Obras ainda não concluídas, mas anunciadas, propagandas impugnadas: as eleições começaram e os jogadores estão prontos, apresentando suas respectivas armas, seus respectivos discursos e, nunca, nunca mesmo, seus respectivos projetos.
Dilma anuncia obras e se utiliza de um tipo de campanha bastante característica da política brasileira, que, mais recentemente, tornou-se sua grande vantagem, graças ao nosso mais perspicaz cacique: Lula. Inaugurar banheiro público, inaugurar projeto, inaugurar política, inaugurar inauguração… Enfim, de alguma forma, aparecer em frente a um grande número de pessoas que legitime aquele discurso.
Aécio também surge. Com relutâncias de si e do seu partido, com enormes dificuldades de organização e definições, ele é o grande nome que pode fazer frente ao governo petista. Apesar de não acreditar numa virada, afinal, a oposição brasileira é muito fraca e o momento parece ter passado para Aécio, ele é a segunda ponta de nossa característica eleição plebiscitária, digo, presidencial. O PSDB, no entanto, sem unidade, sem projeto, sem valorização de seu antigo projeto, parece ser um adversário fraco para o PT, que tenta, de todas as formas, evitar um segundo turno.
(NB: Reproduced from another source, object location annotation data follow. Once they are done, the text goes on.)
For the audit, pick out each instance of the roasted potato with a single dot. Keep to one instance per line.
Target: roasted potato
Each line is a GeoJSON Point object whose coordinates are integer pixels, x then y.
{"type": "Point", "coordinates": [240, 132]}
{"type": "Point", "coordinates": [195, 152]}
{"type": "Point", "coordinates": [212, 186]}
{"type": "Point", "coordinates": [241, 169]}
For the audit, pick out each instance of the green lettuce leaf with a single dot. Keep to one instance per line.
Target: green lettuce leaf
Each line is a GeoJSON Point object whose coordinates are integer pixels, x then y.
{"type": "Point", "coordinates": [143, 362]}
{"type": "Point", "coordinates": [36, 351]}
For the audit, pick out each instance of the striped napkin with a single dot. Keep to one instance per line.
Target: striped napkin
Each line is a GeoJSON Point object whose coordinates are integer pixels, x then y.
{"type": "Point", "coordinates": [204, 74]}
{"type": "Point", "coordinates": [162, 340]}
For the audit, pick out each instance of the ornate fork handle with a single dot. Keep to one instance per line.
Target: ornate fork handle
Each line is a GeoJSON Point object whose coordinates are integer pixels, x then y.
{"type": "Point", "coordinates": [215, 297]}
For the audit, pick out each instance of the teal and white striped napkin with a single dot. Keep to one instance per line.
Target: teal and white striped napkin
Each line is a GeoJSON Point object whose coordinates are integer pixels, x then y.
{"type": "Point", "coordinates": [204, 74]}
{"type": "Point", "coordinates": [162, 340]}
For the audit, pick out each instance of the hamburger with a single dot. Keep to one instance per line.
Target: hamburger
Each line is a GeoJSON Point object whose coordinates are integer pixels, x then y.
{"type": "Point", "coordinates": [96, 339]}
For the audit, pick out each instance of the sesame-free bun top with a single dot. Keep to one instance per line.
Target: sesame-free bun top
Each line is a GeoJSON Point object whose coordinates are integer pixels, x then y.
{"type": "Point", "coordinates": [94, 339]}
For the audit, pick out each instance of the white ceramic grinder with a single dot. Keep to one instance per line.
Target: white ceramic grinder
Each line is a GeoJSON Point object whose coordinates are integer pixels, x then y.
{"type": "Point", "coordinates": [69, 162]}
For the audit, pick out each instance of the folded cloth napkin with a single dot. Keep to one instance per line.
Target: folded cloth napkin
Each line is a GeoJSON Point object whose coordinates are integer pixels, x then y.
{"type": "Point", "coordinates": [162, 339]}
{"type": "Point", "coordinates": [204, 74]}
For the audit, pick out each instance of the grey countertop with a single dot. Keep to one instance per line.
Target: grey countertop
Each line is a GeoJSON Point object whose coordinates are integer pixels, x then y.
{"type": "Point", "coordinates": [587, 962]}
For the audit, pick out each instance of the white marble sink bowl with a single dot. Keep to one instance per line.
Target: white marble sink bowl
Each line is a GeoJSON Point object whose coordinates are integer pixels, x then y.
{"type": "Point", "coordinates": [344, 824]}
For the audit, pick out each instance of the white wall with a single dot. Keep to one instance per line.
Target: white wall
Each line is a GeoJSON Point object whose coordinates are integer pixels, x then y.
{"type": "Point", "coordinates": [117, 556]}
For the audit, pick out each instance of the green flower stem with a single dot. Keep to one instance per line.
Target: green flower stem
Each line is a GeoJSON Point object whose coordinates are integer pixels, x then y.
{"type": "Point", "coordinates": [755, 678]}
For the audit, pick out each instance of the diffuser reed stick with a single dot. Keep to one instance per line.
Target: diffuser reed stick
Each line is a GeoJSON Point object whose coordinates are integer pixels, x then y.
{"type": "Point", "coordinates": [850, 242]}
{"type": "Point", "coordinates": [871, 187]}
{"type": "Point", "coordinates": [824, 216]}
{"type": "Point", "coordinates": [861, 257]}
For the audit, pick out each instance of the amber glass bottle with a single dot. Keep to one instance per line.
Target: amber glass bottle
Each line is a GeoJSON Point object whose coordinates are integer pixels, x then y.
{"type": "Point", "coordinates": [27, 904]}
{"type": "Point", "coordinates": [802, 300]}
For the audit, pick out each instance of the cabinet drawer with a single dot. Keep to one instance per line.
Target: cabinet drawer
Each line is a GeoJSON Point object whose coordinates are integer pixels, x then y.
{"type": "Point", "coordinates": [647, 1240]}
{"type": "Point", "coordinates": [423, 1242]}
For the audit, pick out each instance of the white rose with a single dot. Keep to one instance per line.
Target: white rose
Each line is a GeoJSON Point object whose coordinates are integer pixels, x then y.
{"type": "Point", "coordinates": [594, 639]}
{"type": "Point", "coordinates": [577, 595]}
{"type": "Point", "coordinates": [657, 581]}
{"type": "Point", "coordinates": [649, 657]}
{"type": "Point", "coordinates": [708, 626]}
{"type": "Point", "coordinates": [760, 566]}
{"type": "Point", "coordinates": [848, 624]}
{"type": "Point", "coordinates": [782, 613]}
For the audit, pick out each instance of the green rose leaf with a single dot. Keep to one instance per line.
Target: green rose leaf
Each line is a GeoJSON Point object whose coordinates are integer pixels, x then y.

O grande nome do PSDB é Eduardo Campos. É verdade, apesar de ser do PSB, é ele, e, somente ele, que pode evitar a tragédia tucana. Campos pode morrer pela boca, mas não quer perder o momento. Seu partido é o que mais cresce no Brasil, muito graças aos recursos “jorrantes” do PT no Nordeste, e ele parece destinado a lutar contra isso, segundo Lula é “ingratidão”. Acredito que o seu projeto tem muito de personalismo, afinal, uma grande parte de seu partido, não quer largar a teta do governo federal e, muitos, passam a se converter em frente à batalha. Passam para o PT e para o PSD, por exemplo. O personalismo de Campos, no entanto, é benéfico ao seu partido e, por associação, ao Brasil. Além de evitar uma vitória do PT no primeiro turno e, com isso, valorizar o jogo democrático (pois a base petista irá rachar no Nordeste), Campos irá fortalecer o PSB como uma força nacional, partindo para o combate.
A última parte deste jogo: Marina e seus dilemas. Grande protagonista da última eleição, quando, somente com uma plataforma clara, conseguiu angariar uma quantidade imensa de votos, ela parece ter se perdido. Saiu do PV, aonde não tinha muito a acrescentar no sentido da filosofia, e quer fundar um partido para chamar de seu. O REDE nascerá sem lado e com uma plataforma bem específica. Não acredito, neste sentido, que ela tenha o mesmo protagonismo das últimas eleições, além de que parece que não influenciará muito os destinos da eleição. Mas, como todas as previsões, esta não é certa e, somente as eleições, no ano que vem, poderão dizer se acertei ou errei. Pretendo acompanhá-las mais de perto, o que deveria ser feito por todos nós.